Jamie - the most exciting player to watch I've ever seen is Alex Higgins

The best in terms of pure talent is Ronnie O'Sullivan

The greatest in terms of marshalling his talent to be a winner is Stephen Hendry

And Jimmy White is in there somewhere as well


Need to act Jimmy White is up there with O Sullivan in terms of natural ability but gets out-psyched more often than not at crucial moments

Anonymous said...

Hendry is more naturally talented than ROS if you compare how much they won in the 15 years since the first picked up a cue

ok, now youre all gonna say he worked more, but thats just not true. everyone knows ros practically lived at a snooker club playing for hours

in the first 15 years after each first started playing hendry was much more succesful

how do folk know how naturally talented ronnie was or hendry without seeing both of them without coaching? you cant, but in terms of getting to winning first, hendrys record suggests he was more natural at playing the game as in much less time he was winning titles that mean something...and more of them - cue the, but it was easy back then brigade

Ruthie said...

Glad The Grauniad isn't famed for its accuracy. The fact that the tournament keeps getting better and better is enough vindication for me though!

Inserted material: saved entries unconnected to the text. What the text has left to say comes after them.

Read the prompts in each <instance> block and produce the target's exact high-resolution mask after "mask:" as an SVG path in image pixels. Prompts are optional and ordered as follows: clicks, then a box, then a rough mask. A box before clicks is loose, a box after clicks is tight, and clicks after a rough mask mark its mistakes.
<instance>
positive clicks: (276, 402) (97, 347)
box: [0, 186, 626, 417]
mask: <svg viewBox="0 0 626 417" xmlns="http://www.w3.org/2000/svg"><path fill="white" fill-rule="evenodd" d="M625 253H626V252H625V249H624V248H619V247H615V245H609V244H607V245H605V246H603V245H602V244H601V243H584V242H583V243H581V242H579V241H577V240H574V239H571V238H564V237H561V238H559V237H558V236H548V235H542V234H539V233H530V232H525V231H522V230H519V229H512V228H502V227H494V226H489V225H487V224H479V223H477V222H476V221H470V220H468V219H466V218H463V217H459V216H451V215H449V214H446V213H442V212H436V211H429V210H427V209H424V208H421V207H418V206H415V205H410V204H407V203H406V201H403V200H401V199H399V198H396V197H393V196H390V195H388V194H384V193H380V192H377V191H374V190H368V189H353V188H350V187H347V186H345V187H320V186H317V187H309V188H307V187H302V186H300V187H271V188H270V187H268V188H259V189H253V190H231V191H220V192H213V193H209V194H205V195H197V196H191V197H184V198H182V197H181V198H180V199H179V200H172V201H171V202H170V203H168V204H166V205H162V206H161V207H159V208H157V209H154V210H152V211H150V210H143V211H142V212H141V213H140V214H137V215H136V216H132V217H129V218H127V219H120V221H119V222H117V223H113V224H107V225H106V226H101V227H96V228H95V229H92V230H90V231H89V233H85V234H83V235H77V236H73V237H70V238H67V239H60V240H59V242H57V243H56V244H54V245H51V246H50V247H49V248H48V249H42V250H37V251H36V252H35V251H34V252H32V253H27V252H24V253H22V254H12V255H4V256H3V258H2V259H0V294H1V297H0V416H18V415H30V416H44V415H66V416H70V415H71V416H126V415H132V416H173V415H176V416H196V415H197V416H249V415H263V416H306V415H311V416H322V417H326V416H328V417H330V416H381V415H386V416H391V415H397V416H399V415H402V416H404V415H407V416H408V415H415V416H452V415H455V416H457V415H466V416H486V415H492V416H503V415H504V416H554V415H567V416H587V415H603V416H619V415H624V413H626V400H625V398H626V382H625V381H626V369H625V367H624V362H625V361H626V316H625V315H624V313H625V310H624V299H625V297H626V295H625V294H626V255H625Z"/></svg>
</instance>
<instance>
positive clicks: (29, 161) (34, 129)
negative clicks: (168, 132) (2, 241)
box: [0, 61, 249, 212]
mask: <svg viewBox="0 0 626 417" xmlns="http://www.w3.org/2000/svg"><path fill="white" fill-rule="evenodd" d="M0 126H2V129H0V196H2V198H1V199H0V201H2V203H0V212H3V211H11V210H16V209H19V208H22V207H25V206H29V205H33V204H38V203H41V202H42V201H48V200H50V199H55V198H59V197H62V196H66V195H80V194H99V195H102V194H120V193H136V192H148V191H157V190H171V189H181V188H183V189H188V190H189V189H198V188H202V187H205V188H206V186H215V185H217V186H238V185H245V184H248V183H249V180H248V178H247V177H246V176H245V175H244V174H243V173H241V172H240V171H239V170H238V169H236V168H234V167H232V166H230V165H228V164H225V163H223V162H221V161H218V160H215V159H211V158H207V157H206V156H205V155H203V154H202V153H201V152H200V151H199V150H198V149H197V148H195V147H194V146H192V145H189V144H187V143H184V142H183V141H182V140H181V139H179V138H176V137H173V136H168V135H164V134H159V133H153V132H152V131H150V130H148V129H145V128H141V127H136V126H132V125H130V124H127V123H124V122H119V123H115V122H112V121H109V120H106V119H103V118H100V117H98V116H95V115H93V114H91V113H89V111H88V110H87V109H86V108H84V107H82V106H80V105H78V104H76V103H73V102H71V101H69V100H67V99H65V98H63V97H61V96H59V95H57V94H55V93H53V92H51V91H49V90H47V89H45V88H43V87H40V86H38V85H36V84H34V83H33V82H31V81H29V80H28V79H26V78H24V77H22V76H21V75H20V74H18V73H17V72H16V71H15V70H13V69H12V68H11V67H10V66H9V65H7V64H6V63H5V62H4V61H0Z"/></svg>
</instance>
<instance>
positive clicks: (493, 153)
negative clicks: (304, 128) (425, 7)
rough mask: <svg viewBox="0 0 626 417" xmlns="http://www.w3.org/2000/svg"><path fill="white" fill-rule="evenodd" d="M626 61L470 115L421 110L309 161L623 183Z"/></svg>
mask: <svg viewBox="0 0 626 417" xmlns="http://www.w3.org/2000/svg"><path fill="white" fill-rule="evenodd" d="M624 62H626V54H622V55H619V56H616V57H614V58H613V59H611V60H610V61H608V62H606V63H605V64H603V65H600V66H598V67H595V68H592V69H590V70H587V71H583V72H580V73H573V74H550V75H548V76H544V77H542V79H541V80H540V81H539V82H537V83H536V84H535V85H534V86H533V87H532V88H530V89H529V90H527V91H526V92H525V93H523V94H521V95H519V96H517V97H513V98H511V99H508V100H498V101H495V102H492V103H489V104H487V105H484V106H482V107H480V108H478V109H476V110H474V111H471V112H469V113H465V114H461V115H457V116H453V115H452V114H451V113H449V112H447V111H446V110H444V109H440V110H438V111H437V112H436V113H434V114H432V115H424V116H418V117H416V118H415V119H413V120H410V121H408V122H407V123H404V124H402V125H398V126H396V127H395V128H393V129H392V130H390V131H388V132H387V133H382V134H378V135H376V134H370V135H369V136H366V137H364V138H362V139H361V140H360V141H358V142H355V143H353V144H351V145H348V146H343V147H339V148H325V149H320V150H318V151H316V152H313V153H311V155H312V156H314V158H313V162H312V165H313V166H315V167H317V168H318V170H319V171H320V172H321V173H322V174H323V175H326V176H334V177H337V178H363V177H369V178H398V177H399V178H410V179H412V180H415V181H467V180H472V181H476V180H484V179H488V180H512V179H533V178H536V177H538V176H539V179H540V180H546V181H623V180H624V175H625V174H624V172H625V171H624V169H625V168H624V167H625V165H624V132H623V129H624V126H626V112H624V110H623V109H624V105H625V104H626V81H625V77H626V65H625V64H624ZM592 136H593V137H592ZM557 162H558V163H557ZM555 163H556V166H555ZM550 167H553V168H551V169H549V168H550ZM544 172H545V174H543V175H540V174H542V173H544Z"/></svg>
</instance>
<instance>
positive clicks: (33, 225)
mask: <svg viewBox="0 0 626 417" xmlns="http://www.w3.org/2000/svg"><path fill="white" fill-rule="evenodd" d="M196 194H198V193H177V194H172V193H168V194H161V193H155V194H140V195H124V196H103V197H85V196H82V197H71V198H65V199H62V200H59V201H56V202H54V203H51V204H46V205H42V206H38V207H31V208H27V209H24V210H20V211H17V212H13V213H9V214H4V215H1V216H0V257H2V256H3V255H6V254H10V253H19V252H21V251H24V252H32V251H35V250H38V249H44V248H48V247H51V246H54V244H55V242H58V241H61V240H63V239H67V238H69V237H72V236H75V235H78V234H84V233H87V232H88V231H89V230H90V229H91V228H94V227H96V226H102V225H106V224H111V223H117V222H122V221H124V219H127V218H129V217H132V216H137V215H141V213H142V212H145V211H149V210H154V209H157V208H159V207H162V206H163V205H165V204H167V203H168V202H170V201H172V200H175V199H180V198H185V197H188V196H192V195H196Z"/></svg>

I always thought a "good match player" referred to the ability to scrap it out, balance defence and attack and produce the goods.

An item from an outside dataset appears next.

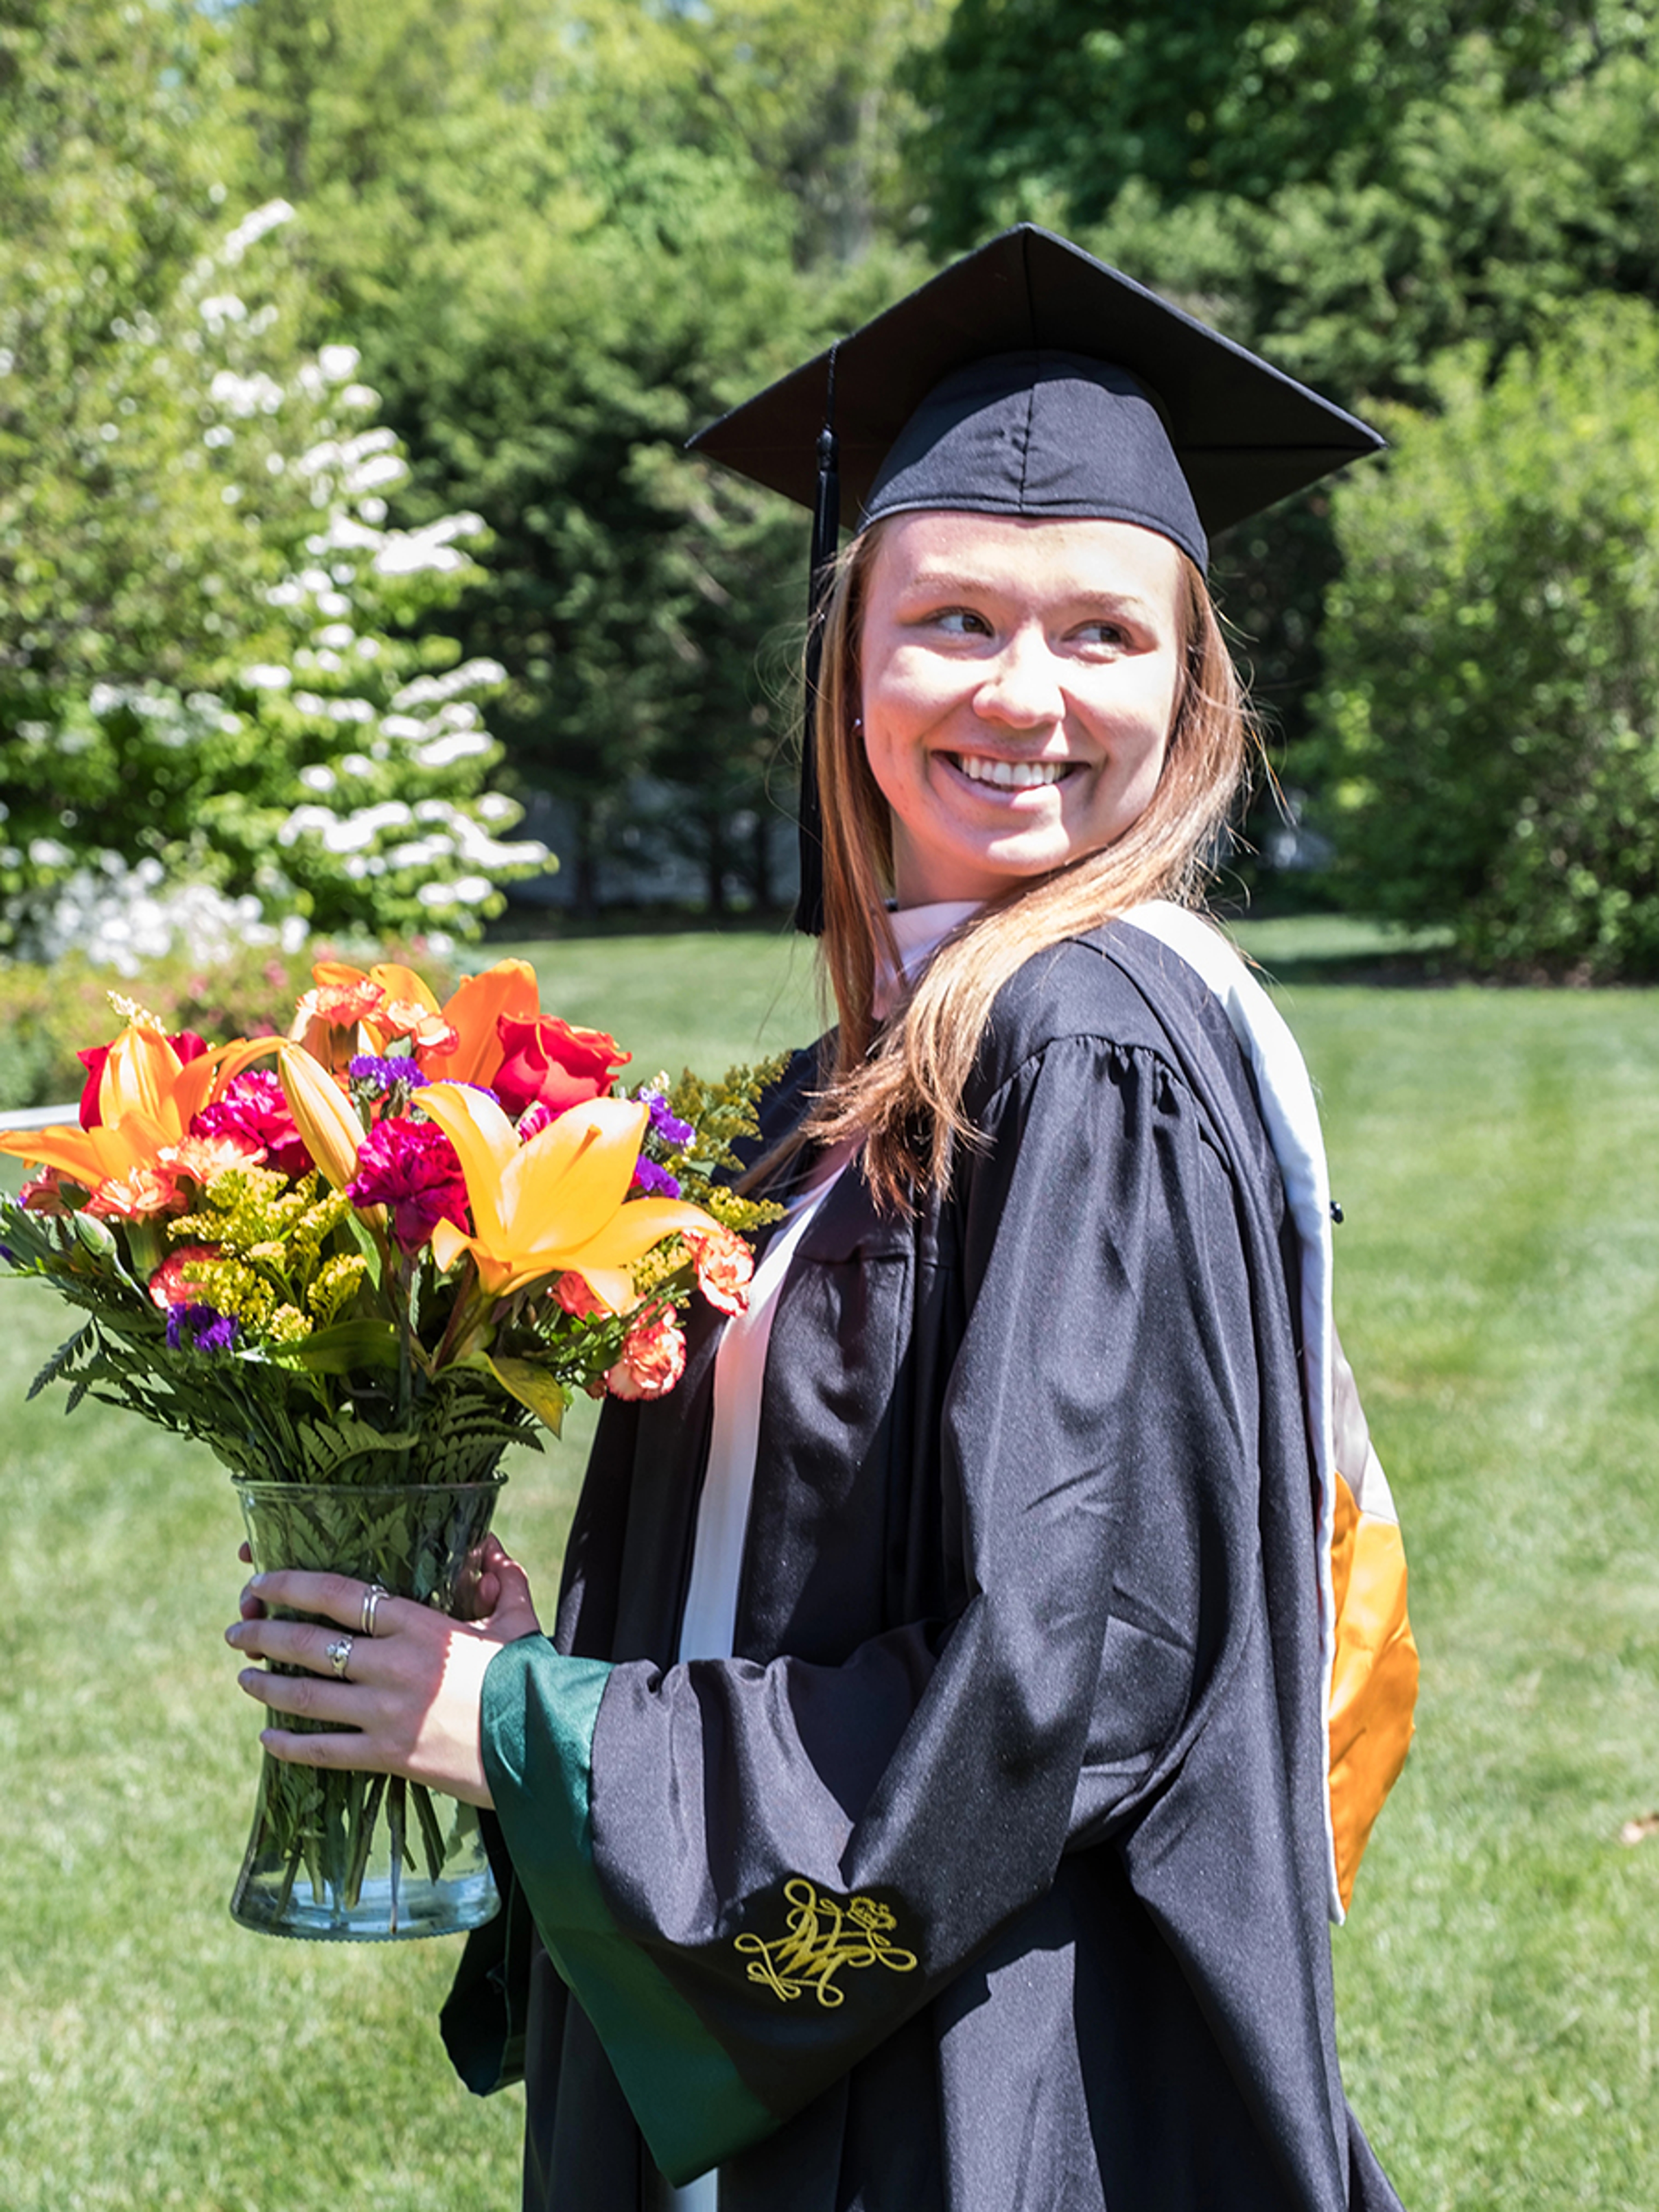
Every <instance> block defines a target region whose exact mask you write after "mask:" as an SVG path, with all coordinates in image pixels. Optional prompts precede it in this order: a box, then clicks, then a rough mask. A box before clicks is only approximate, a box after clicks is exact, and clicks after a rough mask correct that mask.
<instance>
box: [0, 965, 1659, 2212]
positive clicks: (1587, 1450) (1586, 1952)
mask: <svg viewBox="0 0 1659 2212" xmlns="http://www.w3.org/2000/svg"><path fill="white" fill-rule="evenodd" d="M1245 936H1248V938H1250V942H1252V949H1254V951H1256V953H1259V958H1261V960H1263V962H1265V967H1267V969H1270V971H1279V973H1281V975H1283V978H1285V984H1283V989H1281V1002H1283V1004H1285V1011H1287V1013H1290V1018H1292V1024H1294V1026H1296V1031H1298V1035H1301V1037H1303V1044H1305V1051H1307V1057H1310V1064H1312V1068H1314V1075H1316V1082H1318V1086H1321V1093H1323V1102H1325V1115H1327V1137H1329V1148H1332V1161H1334V1179H1336V1190H1338V1197H1340V1199H1343V1203H1345V1212H1347V1221H1345V1225H1343V1228H1340V1230H1338V1270H1340V1272H1338V1307H1340V1321H1343V1334H1345V1340H1347V1349H1349V1354H1352V1358H1354V1365H1356V1369H1358V1376H1360V1387H1363V1394H1365V1400H1367V1409H1369V1416H1371V1427H1374V1433H1376V1440H1378V1449H1380V1451H1383V1458H1385V1464H1387V1469H1389V1475H1391V1480H1394V1486H1396V1495H1398V1500H1400V1509H1402V1517H1405V1524H1407V1542H1409V1555H1411V1571H1413V1617H1416V1626H1418V1637H1420V1644H1422V1652H1425V1694H1422V1710H1420V1734H1418V1745H1416V1750H1413V1754H1411V1761H1409V1765H1407V1774H1405V1778H1402V1783H1400V1787H1398V1792H1396V1796H1394V1801H1391V1805H1389V1809H1387V1814H1385V1818H1383V1825H1380V1829H1378V1836H1376V1840H1374V1845H1371V1854H1369V1858H1367V1863H1365V1869H1363V1874H1360V1887H1358V1896H1356V1907H1354V1913H1352V1920H1349V1924H1347V1929H1343V1931H1340V1933H1338V1936H1336V1938H1334V1942H1336V1962H1338V2004H1340V2013H1338V2020H1340V2042H1343V2057H1345V2073H1347V2081H1349V2093H1352V2097H1354V2104H1356V2106H1358V2110H1360V2115H1363V2119H1365V2124H1367V2128H1369V2132H1371V2139H1374V2141H1376V2146H1378V2150H1380V2152H1383V2157H1385V2163H1387V2166H1389V2170H1391V2174H1394V2179H1396V2185H1398V2188H1400V2194H1402V2197H1405V2201H1407V2205H1409V2208H1411V2212H1438V2208H1460V2212H1486V2208H1498V2205H1502V2208H1504V2212H1531V2208H1540V2212H1542V2208H1551V2212H1568V2208H1579V2205H1597V2208H1630V2212H1652V2208H1655V2205H1659V2090H1657V2088H1655V2033H1657V2026H1655V2020H1652V2006H1655V1966H1652V1958H1655V1940H1652V1927H1655V1918H1657V1916H1659V1836H1655V1838H1652V1840H1646V1843H1639V1845H1635V1847H1630V1845H1624V1843H1621V1840H1619V1832H1621V1827H1624V1823H1626V1820H1630V1818H1632V1816H1639V1814H1646V1812H1648V1809H1652V1807H1659V1559H1655V1551H1657V1548H1659V1546H1657V1542H1655V1528H1657V1526H1659V1513H1657V1511H1655V1509H1657V1506H1659V1471H1657V1469H1655V1460H1657V1458H1659V1449H1657V1447H1659V1270H1655V1263H1652V1254H1655V1250H1659V1175H1655V1157H1657V1152H1659V1141H1657V1139H1659V995H1650V993H1533V991H1473V989H1398V987H1394V989H1376V987H1365V984H1360V982H1340V984H1338V982H1327V980H1307V978H1325V975H1329V973H1336V971H1338V969H1340V971H1347V969H1352V964H1354V962H1358V960H1365V958H1371V956H1376V953H1380V951H1387V947H1383V945H1378V942H1376V940H1374V938H1371V940H1363V938H1356V936H1352V933H1340V931H1338V933H1336V936H1332V933H1329V931H1327V925H1307V922H1303V925H1259V927H1256V929H1254V931H1248V933H1245ZM531 956H533V958H535V962H538V969H540V973H542V980H544V1002H546V1004H553V1006H557V1009H560V1011H562V1013H566V1015H571V1018H573V1020H586V1022H602V1024H604V1026H611V1029H615V1031H619V1033H622V1035H624V1042H630V1044H633V1046H635V1048H637V1062H635V1066H637V1068H639V1071H650V1068H655V1066H657V1064H670V1066H675V1064H679V1062H681V1060H692V1062H695V1064H699V1066H717V1064H723V1062H726V1060H730V1057H757V1055H759V1053H763V1051H768V1048H772V1046H776V1044H779V1042H785V1040H787V1037H794V1035H803V1033H805V1031H807V1029H810V1024H812V1000H814V991H812V973H810V962H807V960H805V958H803V953H801V951H796V949H794V947H792V945H790V942H787V940H783V938H765V936H759V933H757V936H719V938H717V936H692V933H688V936H681V938H666V940H664V938H655V940H628V938H613V940H575V942H560V945H540V947H535V949H533V951H531ZM0 1298H4V1334H0V1400H2V1402H4V1405H7V1438H9V1447H7V1462H4V1464H7V1475H4V1482H7V1542H4V1551H2V1555H0V1772H2V1774H4V1798H2V1801H0V1898H2V1900H4V1902H0V2205H4V2208H7V2212H82V2208H88V2212H91V2208H111V2212H115V2208H119V2212H150V2208H157V2212H159V2208H186V2212H312V2208H316V2212H323V2208H327V2212H338V2208H341V2205H345V2203H352V2201H369V2203H374V2205H376V2212H405V2208H431V2212H469V2208H502V2212H504V2208H507V2205H513V2203H515V2201H518V2126H520V2108H518V2095H509V2097H500V2099H491V2101H487V2104H478V2101H473V2099H471V2097H467V2095H465V2093H462V2090H460V2088H458V2086H456V2084H453V2079H451V2075H449V2070H447V2064H445V2059H442V2051H440V2046H438V2037H436V2028H434V2011H436V2004H438V1997H440V1993H442V1986H445V1982H447V1973H449V1969H451V1962H453V1947H451V1944H442V1942H440V1944H409V1947H361V1949H358V1947H314V1944H281V1942H272V1940H268V1938H257V1936H248V1933H243V1931H241V1929H237V1927H232V1924H230V1920H228V1916H226V1900H228V1893H230V1882H232V1878H234V1871H237V1863H239V1856H241V1845H243V1838H246V1825H248V1818H250V1814H252V1790H254V1772H257V1743H254V1736H257V1719H254V1710H252V1708H250V1705H248V1703H246V1701H243V1699H241V1697H239V1692H237V1690H234V1679H232V1677H234V1666H232V1659H230V1655H228V1652H226V1648H223V1646H221V1641H219V1628H221V1626H223V1621H228V1619H230V1617H232V1610H234V1599H237V1588H239V1582H241V1568H239V1566H237V1557H234V1546H237V1537H239V1526H237V1513H234V1506H232V1500H230V1493H228V1482H226V1478H223V1475H221V1473H219V1469H217V1467H215V1462H212V1460H208V1458H206V1455H197V1453H190V1451H181V1449H179V1447H175V1444H170V1442H166V1440H164V1438H159V1436H155V1433H150V1431H146V1429H144V1427H142V1425H137V1422H135V1420H126V1418H122V1416H117V1413H113V1411H104V1409H97V1407H84V1409H82V1411H77V1413H75V1416H73V1420H64V1418H62V1413H60V1402H53V1400H51V1398H49V1400H38V1402H35V1405H31V1407H24V1405H22V1402H20V1400H22V1389H24V1387H27V1378H29V1376H31V1374H33V1367H35V1365H38V1363H40V1358H42V1356H44V1354H46V1349H49V1347H51V1345H53V1343H55V1338H58V1336H60V1334H62V1329H60V1312H58V1307H55V1305H53V1301H51V1298H49V1296H46V1294H44V1292H38V1290H33V1287H29V1285H4V1287H2V1290H0ZM573 1429H575V1433H573V1438H571V1442H568V1444H566V1447H560V1449H557V1451H555V1453H549V1455H546V1458H533V1455H529V1453H520V1455H518V1464H515V1467H513V1484H511V1489H509V1493H507V1500H504V1506H502V1533H504V1535H507V1540H509V1544H513V1546H515V1548H518V1551H520V1553H522V1555H524V1557H526V1559H529V1562H531V1564H533V1566H535V1568H538V1571H540V1582H542V1588H544V1590H546V1593H549V1595H551V1588H553V1579H555V1573H557V1555H560V1544H562V1533H564V1522H566V1515H568V1493H571V1482H573V1478H575V1473H577V1469H580V1460H582V1431H584V1422H573ZM987 2212H991V2208H987ZM1219 2212H1223V2208H1219Z"/></svg>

And regarding The Crucible, I sat at Table 2 for a couple of sessions last week and it was very warm - definitely sips of water needed. Table 1 seemed to have air conditioning much closer and was a little chilly.

Anonymous said...

thats a good player you described ;)

Betty Logan said...

Dott wilfully interfered with a ball in play in a non-legal manner which is technically misconduct so at the very least he should have been given a warning by the ref. If Chamberlain had warned Dott then Selby might not have implicitly assumed the ball was in-hand. Chamberlain looked like he was loving it.

Booker Snacker said...

"Betty Logan said...
Dott wilfully interfered with a ball in play in a non-legal manner which is technically misconduct so at the very least he should have been given a warning by the ref. If Chamberlain had warned Dott then Selby might not have implicitly assumed the ball was in-hand. Chamberlain looked like he was loving it."

100% CORRECT! Amazing that Dott got away with what he did. Even more amazing is that so called snooker "experts" (including John Parrott) were suggesting that Dott should have just fouled again. Who on the planet thinks a player can get away with comitting 2 deliberate fouls in a row!?
Finally... Rishi's question to Steve Davis afterwards was as hilarious as it was ridiculous...

Rishi - "So, Steve, what's the solution? Do you think it's best if players just don't do that sort of thing?" (ie put their hands in pockets to stop balls going in)

Steve - slight look of bewilderment, followed by a huge guffaw - "Erm... YES, probably!"

Bring back David Vine & sack Alan Chambermaid.

Anonymous said...

Re the temperature inside the Crucible on Monday - it was definately freezing and not warm.

Mal said...

I agree that hendry's talent is generally underrated. Ronnie started playing at 7s. Stephen started the month before his 13th birthday. Just over 5 years later he was reaching world Championship quarters and winning ranking tournaments. At 40, he has just played his best snooker since 33 and still plays the attacking style. Ronnie has become more tactical over last couple of years as his long potting has deteriorated.